Dissection of the Human T-Cell Receptor γ Gene Repertoire in the Brain and Peripheral Blood Identifies Age- and Alzheimer's Disease-Associated Clonotype Profiles

Abstract

The immune system contributes to neurodegenerative pathologies. However, the roles of γδ T cells in Alzheimer's disease (AD) are poorly understood. Here, we evaluated somatic variability of T-cell receptor γ genes (TRGs) in patients with AD. We performed deep sequencing of the CDR3 region of TRGs in patients with AD and control patients without dementia. TRG clones were clearly detectable in peripheral blood (PB) and non-neuronal cell populations in human brains. TRG repertoire diversity was reduced during aging. Compared with the PB, the brain showed reduced TRGV9 clonotypes but was enriched in TRGV2/4/8 clonotypes. AD-associated TRG profiles were found in both the PB and brain. Moreover, some groups of clonotypes were more specific for the brain or blood in patients with AD compared to those in controls. Our pilot deep analysis of T-cell receptor diversities in AD revealed putative brain and AD-associated immunogenic markers.

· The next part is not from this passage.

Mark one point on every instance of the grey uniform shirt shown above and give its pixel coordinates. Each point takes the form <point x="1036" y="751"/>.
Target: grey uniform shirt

Keywords: Alzheimer's disease; T-cell receptor γ genes; clonotype; immune repertoire; immunogenic marker.

Figure 1

Comparative analysis of the TRG repertoire in the cerebral cortex and peripheral blood. The top 20 TRG repertoire the cerebral cortex differed in V-segment composition from that of the peripheral blood: the TRGV9 segment was predominant in the blood (A), whereas the proportions of the TRGV2/4/8 segments significantly increased in the brain (B). The TRGV9-TRGJP clone type “CALW…LGKKIKVF” (where dots indicate any set of amino acids) was significantly more frequent in the blood (C), whereas other TRGV9 clones did not differ (D). A schematic of the V-segment distributions of clones in different data groups is presented in (E). The weighted average repertoire was more hydrophilic in the brain (F). The colors denote various data groups: red, AD samples; blue, control samples; gray, patients with Parkinson's disease. Data were analyzed by Kruskal-Wallis ANOVA with Dunn's post-test comparisons, *P < 0.05, **P < 0.01, ***P < 0.001, and ****P < 0.0001.

Figure 2

Age-related changes in the composition of the TRG repertoire in the blood and brain. Average numbers of unique clones after downsampling the data to 50,000 reads (A,B). Changes in Shannon entropy with age in the peripheral blood (C) and brain (D) (red, AD samples; blue, control samples; gray, patients with Parkinson's disease). Regression analysis of V-segment frequencies in the top 20 clones for the TRGV9 segment (E) and TRGV2/4/8 segments (F) in the cerebral cortex and peripheral blood (G,H). *P < 0.05, *** = < 0.001 and ****P < 0.0001.

Figure 3

TRG repertoires in Alzheimer's patients included clones with specific properties in the blood or brain. We analyzed clones found in at least two patients, but not in healthy individuals (A,B). Values in the matrices indicate numbers of clones found in the samples indicated along the axes. We compared the weighted CDR3 lengths (C,G), hydropathy indexes (D,H), volumes (E,I), and strengths (F,J) between shared AD repertoires, full AD repertoires, total norm repertoires, and shared norm repertoires. For brain samples, values of volume and hydropathy were chosen (K), and for blood, the CDR3 length and strength were chosen (L), as characteristics defining AD-specific clone features. Clones with these characteristics were significantly more represented in patients with Alzheimer's disease (M,O). Logoplots of CDR3 amino acid sequences for brain (N) and blood (P) were compiled (orange, small and weakly interacting amino acids; red, small; violet, small, weakly interacting, and hydrophilic; green, hydrophilic and weakly interacting; blue, hydrophilic). *P < 0.05, **P < 0.01, ***P < 0.001. Red dashed lines (K,L) denote median values for controls.